Theory OBJ

(*File: OBJ.thy*)
(*Authors: Lennart Beringer and Martin Hofmann, LMU Munich 2008*)
theory OBJ imports Main begin

section‹Base-line non-interference with objects›

text‹\label{sec:Objects} We now extend the encoding for base-line
non-interference to a language with objects.  The development follows
the structure of Sections \ref{sec:IMP} to
\ref{sec:BaseLineNI}. Syntax and operational semantics are defined in
Section \ref{sec:ObjLanguage}, the axiomatic semantics in Section
\ref{sec:ObjLogic}. The generalised definition of non-interference is
given in \ref{sec:ObjNI}, the derived proof rules in Section
\ref{sec:ObjDerivedRules}, and a type system in the style of Volpano
et al.~in Section \ref{sec:ObjTypeSystem}. Finally, Section
\ref{sec:contextObj} concludes with results on contextual closure.›

subsection ‹Syntax and operational semantics›
text‹\label{sec:ObjLanguage}›

text‹First, some operations for association lists›

primrec lookup :: "('a × 'b) list ⇒ 'a ⇒ 'b option"
where
"lookup [] l = None" |
"lookup (h # t) l = (if (fst h)=l then Some (snd h) else lookup t l)" 

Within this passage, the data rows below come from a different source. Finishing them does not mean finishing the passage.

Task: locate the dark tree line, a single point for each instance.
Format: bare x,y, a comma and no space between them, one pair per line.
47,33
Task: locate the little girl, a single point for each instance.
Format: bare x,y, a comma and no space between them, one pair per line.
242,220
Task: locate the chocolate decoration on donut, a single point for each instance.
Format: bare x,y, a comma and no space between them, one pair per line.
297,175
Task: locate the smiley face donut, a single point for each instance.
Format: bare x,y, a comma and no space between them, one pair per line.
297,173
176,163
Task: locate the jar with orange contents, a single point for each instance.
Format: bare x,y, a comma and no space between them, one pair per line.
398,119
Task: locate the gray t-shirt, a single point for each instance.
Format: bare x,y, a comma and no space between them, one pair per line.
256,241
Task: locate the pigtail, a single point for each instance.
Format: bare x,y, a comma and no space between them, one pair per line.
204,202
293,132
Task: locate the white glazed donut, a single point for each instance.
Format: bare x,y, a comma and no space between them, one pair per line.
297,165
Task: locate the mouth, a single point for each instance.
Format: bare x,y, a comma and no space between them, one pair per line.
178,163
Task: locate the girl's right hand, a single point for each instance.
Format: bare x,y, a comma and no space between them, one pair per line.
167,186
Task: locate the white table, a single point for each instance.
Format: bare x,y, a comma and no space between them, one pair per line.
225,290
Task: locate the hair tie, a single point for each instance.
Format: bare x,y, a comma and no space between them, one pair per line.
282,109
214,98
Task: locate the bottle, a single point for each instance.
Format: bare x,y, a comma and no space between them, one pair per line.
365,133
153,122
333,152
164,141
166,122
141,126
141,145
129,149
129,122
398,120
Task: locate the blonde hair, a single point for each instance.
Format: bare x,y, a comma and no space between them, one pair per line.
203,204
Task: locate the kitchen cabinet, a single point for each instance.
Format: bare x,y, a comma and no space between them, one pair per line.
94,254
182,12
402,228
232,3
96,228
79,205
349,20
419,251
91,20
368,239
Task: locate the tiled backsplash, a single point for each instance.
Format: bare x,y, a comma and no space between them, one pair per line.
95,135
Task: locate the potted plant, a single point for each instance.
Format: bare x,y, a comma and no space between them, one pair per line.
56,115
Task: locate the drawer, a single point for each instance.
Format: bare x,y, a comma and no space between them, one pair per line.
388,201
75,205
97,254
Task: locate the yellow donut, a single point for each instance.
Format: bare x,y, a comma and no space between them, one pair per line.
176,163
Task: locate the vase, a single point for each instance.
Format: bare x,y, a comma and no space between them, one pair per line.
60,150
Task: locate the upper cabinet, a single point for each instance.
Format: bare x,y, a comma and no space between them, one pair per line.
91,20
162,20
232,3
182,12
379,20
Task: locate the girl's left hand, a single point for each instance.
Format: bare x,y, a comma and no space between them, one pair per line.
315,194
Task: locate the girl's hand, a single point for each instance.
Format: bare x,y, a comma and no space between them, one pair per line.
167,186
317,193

definition Dom::"('a × 'b) list ⇒ 'a set"
where "Dom L = {l . ∃ a . lookup L l = Some a}"

(*<*)
lemma lookupNoneAppend[rule_format]: 
"∀ l L2. (lookup L1 l = None ⟶ lookup L2 l = None ⟶ lookup (L1 @ L2) l = None)"
by (induct L1, simp+)

lemma DomAppendUnion[rule_format]: "∀ ab. Dom (a @ ab) = Dom a ∪ Dom ab"
apply (induct a)
apply (simp add: Dom_def)
apply (simp add: Dom_def)
apply clarsimp apply fast
done

lemma DomAppend: "Dom L ⊆ Dom((a, b) # L)"
by (simp add: Dom_def, auto)

lemma lookupSomeAppend1[rule_format]:
"∀ L2 l c . lookup L1 l = Some c ⟶ lookup (L1 @ L2) l = Some c"
by (induct L1, simp, simp)

lemma DomUnion[rule_format]:"Dom ((a,b) # L) = {a} ∪ Dom L"
by (simp add: Dom_def DomAppendUnion, fast)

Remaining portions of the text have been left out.